Is it? I think you're making a pretty big logical jump here. It's just as easy
-- maybe easier! -- to argue that letting your manager retain his Feeling of
Importance (a la Dale Carnegie) is the better way to maintain a good working
relationship.

Only you can know whether your husband or wife would be happy if you answered
"How does this make me look?" with "Fat." Same principal applies to telling
your manager you're faking things to soothe his ego and need to tweak…
regardless of how diplomatically you put it.

------
ctruman
I often find that a simple way to make a manager feel like they have control
and have made a good decision, is to make one version of something that is
obviously inferior and one that you like. The manager can then exert his
creative vision by choosing the good one. It is a bit of a risky play since
there is a chance the manager could choose the terrible one :P

------
ahoyhere
left this comment on the post:

Every problem is a people problem.
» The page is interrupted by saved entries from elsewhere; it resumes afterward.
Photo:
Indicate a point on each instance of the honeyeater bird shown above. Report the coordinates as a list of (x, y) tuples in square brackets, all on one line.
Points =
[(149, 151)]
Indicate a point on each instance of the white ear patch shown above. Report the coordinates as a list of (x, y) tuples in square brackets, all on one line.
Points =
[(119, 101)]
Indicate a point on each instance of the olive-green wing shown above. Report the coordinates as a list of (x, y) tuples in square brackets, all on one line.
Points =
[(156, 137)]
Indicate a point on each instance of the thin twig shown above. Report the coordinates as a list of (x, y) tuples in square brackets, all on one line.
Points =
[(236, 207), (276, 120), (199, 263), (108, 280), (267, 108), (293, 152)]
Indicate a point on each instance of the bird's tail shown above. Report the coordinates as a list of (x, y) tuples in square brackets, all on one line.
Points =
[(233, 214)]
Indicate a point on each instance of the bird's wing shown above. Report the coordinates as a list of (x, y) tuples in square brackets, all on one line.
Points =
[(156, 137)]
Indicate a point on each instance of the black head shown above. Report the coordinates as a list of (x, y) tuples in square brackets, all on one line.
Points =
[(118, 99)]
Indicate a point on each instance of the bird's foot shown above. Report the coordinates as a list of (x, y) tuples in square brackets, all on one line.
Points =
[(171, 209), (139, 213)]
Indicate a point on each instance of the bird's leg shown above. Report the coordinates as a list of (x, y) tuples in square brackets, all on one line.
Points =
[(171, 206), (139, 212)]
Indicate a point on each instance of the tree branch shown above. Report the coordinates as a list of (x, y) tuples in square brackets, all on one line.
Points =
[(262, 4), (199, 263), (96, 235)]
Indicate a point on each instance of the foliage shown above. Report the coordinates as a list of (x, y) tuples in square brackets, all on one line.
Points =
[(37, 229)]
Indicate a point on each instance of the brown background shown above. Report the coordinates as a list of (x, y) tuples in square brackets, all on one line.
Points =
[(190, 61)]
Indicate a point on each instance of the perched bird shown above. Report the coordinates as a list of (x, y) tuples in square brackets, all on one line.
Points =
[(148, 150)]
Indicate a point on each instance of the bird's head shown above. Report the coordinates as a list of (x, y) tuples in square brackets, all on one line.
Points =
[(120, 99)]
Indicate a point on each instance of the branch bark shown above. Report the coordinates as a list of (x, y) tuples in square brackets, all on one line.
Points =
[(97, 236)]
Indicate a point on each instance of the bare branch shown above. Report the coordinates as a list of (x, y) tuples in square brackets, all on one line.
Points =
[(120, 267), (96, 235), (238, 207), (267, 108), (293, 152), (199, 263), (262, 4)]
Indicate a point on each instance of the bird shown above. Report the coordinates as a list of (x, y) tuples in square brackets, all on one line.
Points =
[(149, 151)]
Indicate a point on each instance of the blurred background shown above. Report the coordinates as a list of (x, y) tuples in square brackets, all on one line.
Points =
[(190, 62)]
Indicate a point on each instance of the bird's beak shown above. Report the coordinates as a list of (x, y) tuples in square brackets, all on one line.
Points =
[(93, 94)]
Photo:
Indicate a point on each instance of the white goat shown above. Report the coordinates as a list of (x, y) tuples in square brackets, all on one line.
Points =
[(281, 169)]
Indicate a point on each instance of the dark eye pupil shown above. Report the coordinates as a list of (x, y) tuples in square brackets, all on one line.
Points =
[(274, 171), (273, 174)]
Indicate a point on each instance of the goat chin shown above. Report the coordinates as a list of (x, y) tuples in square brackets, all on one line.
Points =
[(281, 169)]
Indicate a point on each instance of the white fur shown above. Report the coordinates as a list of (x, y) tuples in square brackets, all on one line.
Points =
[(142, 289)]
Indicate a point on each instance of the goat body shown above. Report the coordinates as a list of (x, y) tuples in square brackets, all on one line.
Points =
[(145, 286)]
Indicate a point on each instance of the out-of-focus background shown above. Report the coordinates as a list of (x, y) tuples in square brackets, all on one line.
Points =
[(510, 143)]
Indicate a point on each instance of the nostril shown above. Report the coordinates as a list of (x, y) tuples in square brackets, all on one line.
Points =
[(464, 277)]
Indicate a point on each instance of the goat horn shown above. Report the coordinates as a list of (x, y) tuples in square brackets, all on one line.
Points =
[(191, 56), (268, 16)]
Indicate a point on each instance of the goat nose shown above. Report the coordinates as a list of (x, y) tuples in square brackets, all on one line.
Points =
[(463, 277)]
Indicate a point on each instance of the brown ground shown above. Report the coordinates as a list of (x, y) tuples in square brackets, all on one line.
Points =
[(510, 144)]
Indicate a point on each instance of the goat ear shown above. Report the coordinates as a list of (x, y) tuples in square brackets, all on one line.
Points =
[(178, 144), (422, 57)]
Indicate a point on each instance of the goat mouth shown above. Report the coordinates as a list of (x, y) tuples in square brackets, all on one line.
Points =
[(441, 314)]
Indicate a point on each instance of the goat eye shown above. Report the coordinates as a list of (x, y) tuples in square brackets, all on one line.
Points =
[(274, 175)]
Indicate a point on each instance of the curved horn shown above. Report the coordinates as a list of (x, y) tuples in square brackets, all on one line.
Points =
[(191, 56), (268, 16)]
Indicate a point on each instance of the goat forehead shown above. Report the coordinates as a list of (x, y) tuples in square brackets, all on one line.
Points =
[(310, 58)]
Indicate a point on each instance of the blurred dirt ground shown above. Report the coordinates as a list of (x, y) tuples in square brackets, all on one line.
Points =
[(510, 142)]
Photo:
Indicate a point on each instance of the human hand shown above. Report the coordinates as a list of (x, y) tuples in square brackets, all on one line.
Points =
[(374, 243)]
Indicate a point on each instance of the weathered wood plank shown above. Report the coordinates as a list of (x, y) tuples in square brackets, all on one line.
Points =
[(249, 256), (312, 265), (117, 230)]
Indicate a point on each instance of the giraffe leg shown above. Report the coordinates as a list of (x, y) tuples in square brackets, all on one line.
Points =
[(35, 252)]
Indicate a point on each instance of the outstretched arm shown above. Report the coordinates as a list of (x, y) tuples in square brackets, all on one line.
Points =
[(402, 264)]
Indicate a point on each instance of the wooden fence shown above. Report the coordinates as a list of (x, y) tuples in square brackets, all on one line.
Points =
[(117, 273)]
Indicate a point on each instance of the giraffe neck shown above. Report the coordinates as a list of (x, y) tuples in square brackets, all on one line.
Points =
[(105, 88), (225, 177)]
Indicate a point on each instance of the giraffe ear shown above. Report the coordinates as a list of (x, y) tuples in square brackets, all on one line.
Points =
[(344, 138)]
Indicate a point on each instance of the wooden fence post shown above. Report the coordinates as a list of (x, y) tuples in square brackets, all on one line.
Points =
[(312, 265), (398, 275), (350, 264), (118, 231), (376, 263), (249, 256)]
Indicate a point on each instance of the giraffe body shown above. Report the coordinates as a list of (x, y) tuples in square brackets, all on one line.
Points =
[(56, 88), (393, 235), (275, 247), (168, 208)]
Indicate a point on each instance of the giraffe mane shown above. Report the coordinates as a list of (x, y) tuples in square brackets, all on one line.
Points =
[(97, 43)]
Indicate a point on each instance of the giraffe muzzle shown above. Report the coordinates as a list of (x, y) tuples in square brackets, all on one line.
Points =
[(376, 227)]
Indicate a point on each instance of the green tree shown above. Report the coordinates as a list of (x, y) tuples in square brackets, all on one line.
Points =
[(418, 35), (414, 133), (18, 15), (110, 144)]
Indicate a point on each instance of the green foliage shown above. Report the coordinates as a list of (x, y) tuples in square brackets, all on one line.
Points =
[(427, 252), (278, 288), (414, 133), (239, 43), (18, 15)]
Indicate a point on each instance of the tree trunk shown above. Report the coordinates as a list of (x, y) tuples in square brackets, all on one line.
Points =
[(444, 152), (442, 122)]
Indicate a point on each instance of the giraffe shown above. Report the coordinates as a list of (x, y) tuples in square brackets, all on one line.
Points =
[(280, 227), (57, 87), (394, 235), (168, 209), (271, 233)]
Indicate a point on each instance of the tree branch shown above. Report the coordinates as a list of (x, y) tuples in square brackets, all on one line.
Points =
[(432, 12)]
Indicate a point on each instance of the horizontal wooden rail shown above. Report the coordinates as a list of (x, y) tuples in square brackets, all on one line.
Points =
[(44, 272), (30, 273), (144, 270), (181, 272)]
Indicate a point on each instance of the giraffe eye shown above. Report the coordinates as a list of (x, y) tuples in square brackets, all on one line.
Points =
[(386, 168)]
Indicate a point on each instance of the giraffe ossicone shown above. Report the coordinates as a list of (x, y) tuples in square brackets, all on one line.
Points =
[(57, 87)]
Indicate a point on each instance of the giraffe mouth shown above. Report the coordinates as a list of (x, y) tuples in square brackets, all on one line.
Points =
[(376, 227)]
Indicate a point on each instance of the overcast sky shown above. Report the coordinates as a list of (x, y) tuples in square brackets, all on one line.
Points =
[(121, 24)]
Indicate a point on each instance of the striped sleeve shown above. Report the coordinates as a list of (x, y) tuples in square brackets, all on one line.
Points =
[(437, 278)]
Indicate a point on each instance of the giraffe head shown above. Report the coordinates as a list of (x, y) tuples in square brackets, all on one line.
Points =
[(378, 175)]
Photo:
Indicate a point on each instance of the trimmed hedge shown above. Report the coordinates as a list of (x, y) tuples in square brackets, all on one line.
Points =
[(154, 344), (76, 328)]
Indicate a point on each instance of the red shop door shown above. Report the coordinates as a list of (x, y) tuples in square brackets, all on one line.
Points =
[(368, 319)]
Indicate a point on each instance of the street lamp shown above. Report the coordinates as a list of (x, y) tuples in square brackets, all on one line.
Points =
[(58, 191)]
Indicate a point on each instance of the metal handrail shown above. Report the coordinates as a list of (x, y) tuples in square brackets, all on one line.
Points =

Managing managers (stakeholders, whatever)
is just the same. We "fixers" tend to think that what we're _really_ doing is
fixing a problem or building a new thing, but that's rarely how the people
hiring us look at it. They're the star of their own show (just like we're the
star of ours), and they are doing it for their own reasons. Often those
reasons have to do with feeling good about their contribution, looking good at
work, leaving a mark, as you say, or CYA, etc.

If you don't understand that, and don't want to deal with it, then being a
consultant or employee is a bad career choice!